At the last Berlin Ruby User Group meeting somebody asked if one of us had a running RESTful application and only one out of 40 responded. Then we got into the whole 'what is REST, when is your application RESTful, and is the edit-view part of REST...' discussion.
Yes, it would be wonderful if the world would be full of REST Web Services instead of SOAP Web Services but in the end we are talking about Web Services. If your application does not expose a service, there is no need for hardcore REST. That's why nobody raised their hand, nobody had a service to expose. Not yet, you could argue. And by doing it the RESTful way they would prepare for the day that their application is so successful that they start to think about exposing some resources. In in this case they would be prepared. Just add some responds_to magic and boom, you got your Web Service.
And I answer YAGNI. Do it when you need it, too much preparation is evil.
At the moment some people (especially in the Rails community) see REST as the new Golden Hammer. Just hammer with it once or twice on your application and boom out comes a Web Service for virtually no effort at all. And this is what scares me. Don't get me wrong. I like the idea of REST and definitely prefer it to the WS-* way of doing things.
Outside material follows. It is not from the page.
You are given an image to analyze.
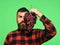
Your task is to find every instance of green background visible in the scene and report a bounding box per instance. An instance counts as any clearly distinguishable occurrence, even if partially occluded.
[0,0,60,45]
But making your application a Web Service that will serve anything, from JSON to XHTML and XML, just because you can will not solve your problems. It will create new ones because you couple different views and interaction schemes.
Seeing DHH at the RailsConf Europe keynote hacking custom MIME types in order to render a different view for the iPhone didn't make me jump up and down in a jolly manner. It made me thinking if the Rails community pushed too hard to the RESTful side. The iPhone required it's own view because although running a stock Browser it has a different interaction scheme. A different interaction scheme should force you to have a different logic in the controller. The responds_to blocks start to grow in complexity and size.
This is the point where you should apply the idea of de-coupling, the idea of services. Let the iPhone have it's own Web Application. Let than this new application access the common resources that the Desktop Browser application and the iPhone application share. This access can be done through just loading the same models through svn:externals or through a REST Web Service.
The REST concept should de-couple different clients (controller and views) from each other and from and back-end code (models).
Sometimes the responds_to stuff makes sense. If you mostly expose data, then offering JSON and XML besides XHTML makes sense if by doing this you save your clients the transformation or expose the data to more clients that you could not reach before. But it you have a Web Application with a lot of interaction then coupling the Desktop Browser version with the iPhone version, the mobile version, the JSON version, and the XML version does not make any sense to me.
For me REST is about exposing interconnected resources through a unified interface. And yes you should let the client choose the representation. But different clients will handle and interact differently with the resources. So please think before reaching for your Golden Hammer.